Cairo — Egyptian President Hosni Mubarak vowed Saturday to "cut off the hand of terrorism" after a suspected suicide bomber attacked a Christian church in the Mediterranean port city of Alexandria and killed at least 21 people as worshippers emerged from a New Year's Day mass.

Cairo — Egyptian President Hosni Mubarak vowed Saturday to “cut off the hand of terrorism” after a suspected suicide bomber attacked a Christian church in the Mediterranean port city of Alexandria and killed at least 21 people as worshippers emerged from a New Year’s Day mass.

It was the deadliest attack against the country’s Christian minority in more than a decade and the latest in a wave of violence against Christians in the Middle East. Experts said that it would stoke growing tension between Egypt’s majority Muslims and Coptic Christians, who make up about 10 percent of the country’s 80 million people.

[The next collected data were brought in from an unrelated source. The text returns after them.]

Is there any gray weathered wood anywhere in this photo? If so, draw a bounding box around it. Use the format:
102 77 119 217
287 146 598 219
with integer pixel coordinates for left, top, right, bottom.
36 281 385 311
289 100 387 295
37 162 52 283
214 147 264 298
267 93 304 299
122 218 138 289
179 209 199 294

“This terrorist act has shaken the conscience of the nation. The blood of our children will not be lost and we will cut off the hand of terrorism,” Mubarak said in a televised address. “I promise all Egyptians that all plots will fail to upset Egypt’s stability or break the ranks of its Muslims and Copts.”

While no group immediately claimed responsibility, Egyptian authorities blamed “foreign elements” and experts said that it carried the hallmarks of an al Qaida operation. If the strike was indeed carried out by al Qaida, it would mark a surprising new security threat in Egypt, a staunch U.S. ally on counterterrorism where security forces normally keep a tight lid on militants.

In a statement, President Barack Obama said that the attackers “were clearly targeting Christian worshipers, and have no respect for human life and dignity. They must be brought to justice for this barbaric and heinous act.”

Nearly 80 people were injured in the attack. Ambulances rushed to the scene where bloodied bodies lay scattered in the midst of glass shards, while blood was splattered on the street and on the church walls, according to news services.

Clashes erupted throughout the day in Alexandria as Christians hurled stones and bottles at anti-riot police, who used tear gas against the mob. The protestors, some wielding crosses covered with bloodied clothes, chanted anti-Mubarak slogans, blaming the government for not doing enough to protect them.

Last fall the Islamic State of Iraq, an affiliate group of al Qaida, said it would strike against the Coptic Church, which it accused of holding two women against their will after they reportedly had tried to convert to Islam to obtain divorces, which are barred by the Copts.

That incident had been the spark for a deadlier attack on Christians in Baghdad in October, when a team of suicide attackers stormed a church during evening mass and prompted a shootout with Iraqi commandos that left 58 people dead.

Eyewitnesses in Alexandria, Egypt’s second largest city, said that the blast occurred after a car parked outside the church exploded about a half-hour after the stroke of the new year. The blast caused two other cars parked nearby to blow up.

“I see al Qaida’s fingerprints on this operation,” said Amr al Shobaki, an expert on Islamic militant groups at the Al Ahram Center for Strategic and Political Studies, an Egyptian think tank.

He said that the timing, expertise and organized approach of the bombing were different from the more ad hoc attacks Egypt has experienced in the past.

“The effect is dangerous in any case,” he said. “There is a real crisis and an ongoing tension between Christians and Muslims, and this attack could exacerbate an already bad situation.”

Human rights groups said that Mubarak’s government had failed to address longstanding security complaints by Copts, who accuse Egyptian courts of going too easy on perpetrators of violence against them.

The Copts’ grievances aren’t unique in Egypt, where dissidents of all stripes face prosecution or intimidation for challenging the status quo. However, Copts have long said that they struggle to obtain national identity cards and permits to build churches, and they are noticeably missing from top posts in the security services.

In November, Christian demonstrators in Cairo clashed with police forces over the construction of a church outside the capital. Last January seven Christians died in a drive-by shooting outside a church in northern Egypt as worshippers were leaving mass.